Gesualdo (UniBa) : « Il est temps de changer la loi sur les xénotransplantations en Italie »

Gesualdo (UniBa) : « Il est temps de changer la loi sur les xénotransplantations en Italie »

« Si des modifications appropriées étaient apportées à la loi 40/2004 sur les tests sur les animaux, qui interdit actuellement l'utilisation d'animaux transgéniques – et c'est le moment de le faire – le paysage de la transplantation changera. Les xénotransplantations, la greffe d'organes d'animaux sur des humains, pourraient également devenir une réalité en Italie dans les cinq prochaines années. Cela pourrait apporter un changement substantiel dans le domaine des transplantations, permettant d'éliminer la pénurie d'organes grâce à une combinaison de xénotransplantations, d'intelligence artificielle, de médecine régénérative et d'organes bioartificiels. Loreto Gesualdo, professeur titulaire de néphrologie à l'Université de Bari et président de Fism, la Fédération des sociétés médico-scientifiques italiennes, en est convaincu, commentant avec Adnkronos Salute l'histoire du premier patient vivant à qui un rein a été récemment transplanté de porc transgénique.

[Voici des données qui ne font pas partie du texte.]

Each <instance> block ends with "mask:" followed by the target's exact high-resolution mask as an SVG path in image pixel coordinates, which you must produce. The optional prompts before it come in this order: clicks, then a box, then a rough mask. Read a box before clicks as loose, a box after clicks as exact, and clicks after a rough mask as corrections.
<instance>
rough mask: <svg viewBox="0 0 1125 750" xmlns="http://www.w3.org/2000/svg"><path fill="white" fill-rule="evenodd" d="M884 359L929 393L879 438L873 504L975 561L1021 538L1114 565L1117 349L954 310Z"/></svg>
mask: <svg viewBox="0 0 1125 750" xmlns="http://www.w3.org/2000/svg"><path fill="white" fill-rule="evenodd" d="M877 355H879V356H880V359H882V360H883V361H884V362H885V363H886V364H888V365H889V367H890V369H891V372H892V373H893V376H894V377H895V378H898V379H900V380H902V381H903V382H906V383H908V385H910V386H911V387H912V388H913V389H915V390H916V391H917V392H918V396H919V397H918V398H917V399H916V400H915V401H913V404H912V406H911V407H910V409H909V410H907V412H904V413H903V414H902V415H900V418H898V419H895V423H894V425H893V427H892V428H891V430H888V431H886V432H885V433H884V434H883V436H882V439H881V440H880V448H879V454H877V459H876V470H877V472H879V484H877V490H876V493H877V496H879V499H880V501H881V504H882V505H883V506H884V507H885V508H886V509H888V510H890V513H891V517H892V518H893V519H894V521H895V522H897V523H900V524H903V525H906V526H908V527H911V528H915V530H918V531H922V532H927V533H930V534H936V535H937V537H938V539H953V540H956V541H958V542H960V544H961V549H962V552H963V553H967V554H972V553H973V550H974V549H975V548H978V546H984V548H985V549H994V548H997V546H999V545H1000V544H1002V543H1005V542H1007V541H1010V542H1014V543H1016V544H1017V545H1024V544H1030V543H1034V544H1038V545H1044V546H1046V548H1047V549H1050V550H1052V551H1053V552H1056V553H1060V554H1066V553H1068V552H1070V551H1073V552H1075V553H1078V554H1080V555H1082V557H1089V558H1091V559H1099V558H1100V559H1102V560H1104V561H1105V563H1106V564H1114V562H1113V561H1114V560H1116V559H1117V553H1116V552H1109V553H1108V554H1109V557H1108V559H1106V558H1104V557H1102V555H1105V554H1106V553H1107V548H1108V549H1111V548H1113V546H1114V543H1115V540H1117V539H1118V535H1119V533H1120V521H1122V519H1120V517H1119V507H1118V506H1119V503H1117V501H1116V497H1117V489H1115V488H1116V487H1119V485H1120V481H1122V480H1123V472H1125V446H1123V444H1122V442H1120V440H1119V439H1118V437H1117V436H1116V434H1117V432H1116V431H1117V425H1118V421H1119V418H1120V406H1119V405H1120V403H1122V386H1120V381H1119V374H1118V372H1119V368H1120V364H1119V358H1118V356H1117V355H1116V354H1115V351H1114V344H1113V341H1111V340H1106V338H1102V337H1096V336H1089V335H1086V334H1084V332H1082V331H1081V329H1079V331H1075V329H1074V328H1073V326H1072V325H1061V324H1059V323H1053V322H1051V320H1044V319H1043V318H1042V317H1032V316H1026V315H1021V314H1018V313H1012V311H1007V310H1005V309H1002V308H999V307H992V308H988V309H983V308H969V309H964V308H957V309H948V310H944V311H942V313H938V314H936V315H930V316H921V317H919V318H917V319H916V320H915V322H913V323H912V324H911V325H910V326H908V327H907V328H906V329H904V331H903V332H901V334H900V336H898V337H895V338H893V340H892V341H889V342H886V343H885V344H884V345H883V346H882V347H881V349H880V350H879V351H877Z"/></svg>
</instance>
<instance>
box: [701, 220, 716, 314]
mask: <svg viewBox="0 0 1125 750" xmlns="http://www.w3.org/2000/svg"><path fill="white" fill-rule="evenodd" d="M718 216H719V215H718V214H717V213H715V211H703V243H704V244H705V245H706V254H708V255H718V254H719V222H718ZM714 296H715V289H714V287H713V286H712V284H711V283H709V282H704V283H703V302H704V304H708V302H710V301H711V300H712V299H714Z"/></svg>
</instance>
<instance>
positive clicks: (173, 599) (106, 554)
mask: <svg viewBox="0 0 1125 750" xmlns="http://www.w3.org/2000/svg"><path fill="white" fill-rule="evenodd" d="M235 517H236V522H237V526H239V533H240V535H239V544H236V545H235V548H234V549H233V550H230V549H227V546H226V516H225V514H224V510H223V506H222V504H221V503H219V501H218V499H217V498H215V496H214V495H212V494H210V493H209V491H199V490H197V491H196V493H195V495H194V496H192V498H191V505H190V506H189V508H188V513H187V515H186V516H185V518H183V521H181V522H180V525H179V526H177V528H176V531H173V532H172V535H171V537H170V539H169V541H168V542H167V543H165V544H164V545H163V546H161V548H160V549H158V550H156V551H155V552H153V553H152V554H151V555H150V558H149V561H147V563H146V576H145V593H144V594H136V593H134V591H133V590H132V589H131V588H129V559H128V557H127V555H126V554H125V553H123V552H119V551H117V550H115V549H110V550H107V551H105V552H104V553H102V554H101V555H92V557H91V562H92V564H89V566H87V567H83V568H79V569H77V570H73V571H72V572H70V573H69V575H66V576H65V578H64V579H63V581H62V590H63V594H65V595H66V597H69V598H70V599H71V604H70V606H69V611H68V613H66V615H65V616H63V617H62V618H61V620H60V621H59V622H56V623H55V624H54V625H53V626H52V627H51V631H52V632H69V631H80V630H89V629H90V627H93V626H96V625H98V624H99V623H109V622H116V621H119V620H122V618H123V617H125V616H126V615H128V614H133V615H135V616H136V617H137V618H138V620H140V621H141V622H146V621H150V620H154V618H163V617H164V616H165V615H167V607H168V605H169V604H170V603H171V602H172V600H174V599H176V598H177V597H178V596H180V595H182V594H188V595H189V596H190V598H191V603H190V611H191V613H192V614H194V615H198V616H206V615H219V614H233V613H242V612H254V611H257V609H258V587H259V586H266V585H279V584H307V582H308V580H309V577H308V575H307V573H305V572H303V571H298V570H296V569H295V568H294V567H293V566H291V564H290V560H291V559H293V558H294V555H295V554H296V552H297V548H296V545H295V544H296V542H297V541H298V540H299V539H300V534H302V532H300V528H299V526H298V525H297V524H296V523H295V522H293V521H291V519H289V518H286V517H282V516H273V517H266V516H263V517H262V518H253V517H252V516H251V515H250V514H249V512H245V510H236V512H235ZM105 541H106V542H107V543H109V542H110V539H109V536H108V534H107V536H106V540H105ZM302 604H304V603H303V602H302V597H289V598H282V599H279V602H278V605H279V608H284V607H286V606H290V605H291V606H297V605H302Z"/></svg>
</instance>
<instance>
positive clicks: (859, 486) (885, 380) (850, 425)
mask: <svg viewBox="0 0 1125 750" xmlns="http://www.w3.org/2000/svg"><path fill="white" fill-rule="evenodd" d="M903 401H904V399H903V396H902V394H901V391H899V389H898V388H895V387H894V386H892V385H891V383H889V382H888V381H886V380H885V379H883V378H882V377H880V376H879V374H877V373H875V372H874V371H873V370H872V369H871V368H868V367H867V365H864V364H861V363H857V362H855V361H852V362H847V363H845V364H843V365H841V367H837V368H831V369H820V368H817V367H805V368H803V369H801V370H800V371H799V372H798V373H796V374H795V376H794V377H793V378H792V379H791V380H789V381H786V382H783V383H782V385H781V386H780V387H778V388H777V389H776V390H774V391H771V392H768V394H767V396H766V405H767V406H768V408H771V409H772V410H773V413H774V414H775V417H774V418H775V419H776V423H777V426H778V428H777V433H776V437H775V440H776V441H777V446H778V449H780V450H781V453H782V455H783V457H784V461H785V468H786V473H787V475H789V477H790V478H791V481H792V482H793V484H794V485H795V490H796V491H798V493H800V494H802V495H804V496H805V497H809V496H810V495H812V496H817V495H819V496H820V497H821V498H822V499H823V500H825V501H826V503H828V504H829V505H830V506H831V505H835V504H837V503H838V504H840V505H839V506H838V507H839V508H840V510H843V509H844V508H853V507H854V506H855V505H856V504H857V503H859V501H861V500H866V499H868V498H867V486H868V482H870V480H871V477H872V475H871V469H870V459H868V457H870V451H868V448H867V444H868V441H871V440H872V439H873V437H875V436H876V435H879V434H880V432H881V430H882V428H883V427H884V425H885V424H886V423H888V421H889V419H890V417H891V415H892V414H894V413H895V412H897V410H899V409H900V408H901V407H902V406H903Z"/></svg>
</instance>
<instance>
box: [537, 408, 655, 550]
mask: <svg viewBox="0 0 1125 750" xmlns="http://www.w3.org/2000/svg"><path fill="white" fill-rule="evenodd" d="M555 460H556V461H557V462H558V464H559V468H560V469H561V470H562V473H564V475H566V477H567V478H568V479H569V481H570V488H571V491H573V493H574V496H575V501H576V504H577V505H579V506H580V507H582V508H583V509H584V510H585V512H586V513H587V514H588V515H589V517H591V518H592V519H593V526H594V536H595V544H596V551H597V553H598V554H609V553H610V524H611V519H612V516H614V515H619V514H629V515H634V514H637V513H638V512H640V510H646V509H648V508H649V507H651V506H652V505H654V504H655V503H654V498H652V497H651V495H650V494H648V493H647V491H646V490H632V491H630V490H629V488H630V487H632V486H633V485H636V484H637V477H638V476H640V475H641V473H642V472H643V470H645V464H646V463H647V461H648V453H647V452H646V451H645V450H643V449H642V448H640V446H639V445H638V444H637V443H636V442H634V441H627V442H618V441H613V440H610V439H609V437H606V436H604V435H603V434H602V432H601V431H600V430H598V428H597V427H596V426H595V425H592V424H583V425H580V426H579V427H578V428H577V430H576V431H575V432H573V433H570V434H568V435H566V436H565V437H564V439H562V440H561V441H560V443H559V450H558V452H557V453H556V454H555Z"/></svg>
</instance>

« Le retour à la maison de Richard 'Rick' Slayman, l'homme de 62 ans à qui un rein de porc génétiquement modifié a été greffé avec succès le 16 mars dernier, représente un tournant historique – dit Gesualdo – La nouvelle que le patient va bien est une source  » C'est une grande joie pour nous tous. Ce succès représente une véritable révolution dans le domaine des greffes, il pourrait également nous permettre en Italie de réduire les listes d'attente et d'éliminer le besoin de dialyse ».

C'est pour cette raison que l'Institut de Néphrologie, Dialyse et Transplantation de la Polyclinique de Bari a entamé une collaboration avec le groupe de vétérinaires dirigé par Antonio Crovace et appartenant au DiMePre-J de l'Université de Bari-Aldo Moro. « Cette collaboration – explique le néphrologue – a pour objectif d'ouvrir de nouvelles structures capables de produire et de mettre à disposition des patients des organes de porc. Tout cela – précise-t-il – ne sera possible qu'après avoir apporté des modifications appropriées à la loi 40/2004 sur l'expérimentation animale. qui interdit actuellement l'utilisation d'animaux transgéniques » en Italie.

« La xénotransplantation étant une technique en cours de développement et d'essais, il faut espérer – ajoute Gesualdo – qu'à l'avenir la réglementation actuelle pourra être modifiée pour réglementer son application en Italie. Il est donc de notre devoir d'investir dans ces  » De nouvelles applications cliniques. Après tout, comment pouvons-nous progresser vers des applications cliniques sans recherche fondamentale ? ».

Selon l'expert, il existe actuellement « une zone grise dans la législation sur les transplantations d'animaux à humains, où la réglementation ne fournit pas d'orientations claires et complètes concernant les protocoles éthiques » et les « responsabilités juridiques associées à cette pratique innovante ».

En Italie aujourd'hui – selon les données du Centre National de Transplantation – environ 6 mille patients sont sur la liste pour une greffe de rein, pour une attente moyenne de 3 ans et 2 mois « au cours de laquelle on enregistre une mortalité de 15% chaque année (égale à 900 patients décédés tous les 12 mois) sous traitement de remplacement par dialyse. Beaucoup trop », conclut le néphrologue.